Кольша вынес из-под завозни маховое весло, шест, удочки. Осведомился деловито:
—
Куда… нынче?
Трифон снял малахай, пригладил шершавой ладонью бусую паклю волос, объявил:
—
Под Белый камень. — Легонечко подтолкнул парнишку к калитке. — Шевелись, что как вареный.
—
Колька, на воде не балуй! — построжилась вдогонку мать, размешивая сосновым полешком известку в цинковом ведре…
Дует сивер. Стружок на волнах дает козла, кажется, вот-вот переломится напополам. Угрюмые, косматые тучи придавили небо к земле.
—
Как бы не закапало… — Кольша тревожно посмотрел на небо.
—
Распогодит, — успокоил Трифон и, уронив весло поперек стружка на низкие борта, ткнул шишковатым пальцем в сторону острова. — Вишь, над протокой коршун пасется? К солнцу.

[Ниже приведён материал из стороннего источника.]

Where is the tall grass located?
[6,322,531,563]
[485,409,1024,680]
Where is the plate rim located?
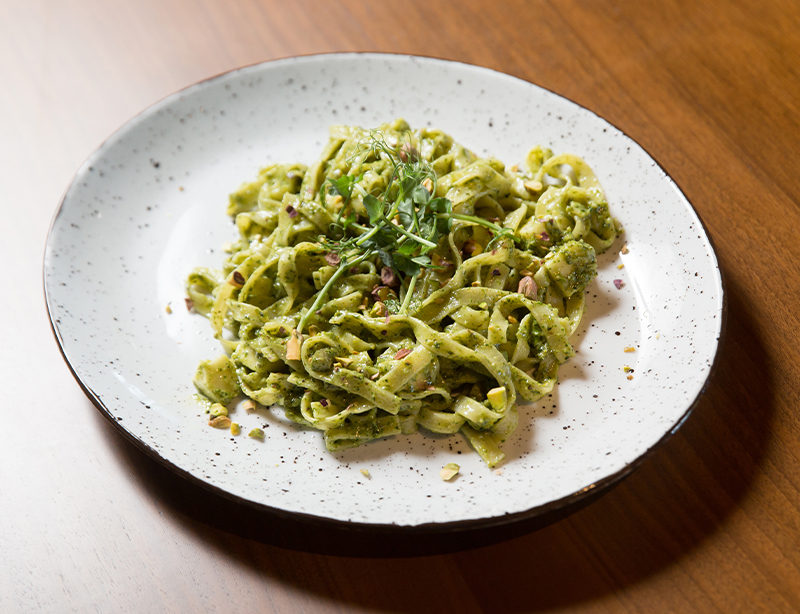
[42,51,728,534]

И верно: после паужина небо прояснилось, сивер утих. Высоко в небе с пронзительным визгом резвились каменные стрижи, предвещая на завтра устойчивое вёдро.
Белый камень — неходовая протока. Даже в половодье капитаны речных судов начеку: залетишь ненароком в протоку — считай, каюк. Распластает днище судна в узкой горловине о скалистые выступы. Доступна протока лишь юрким моторкам и рыбачьим лодкам.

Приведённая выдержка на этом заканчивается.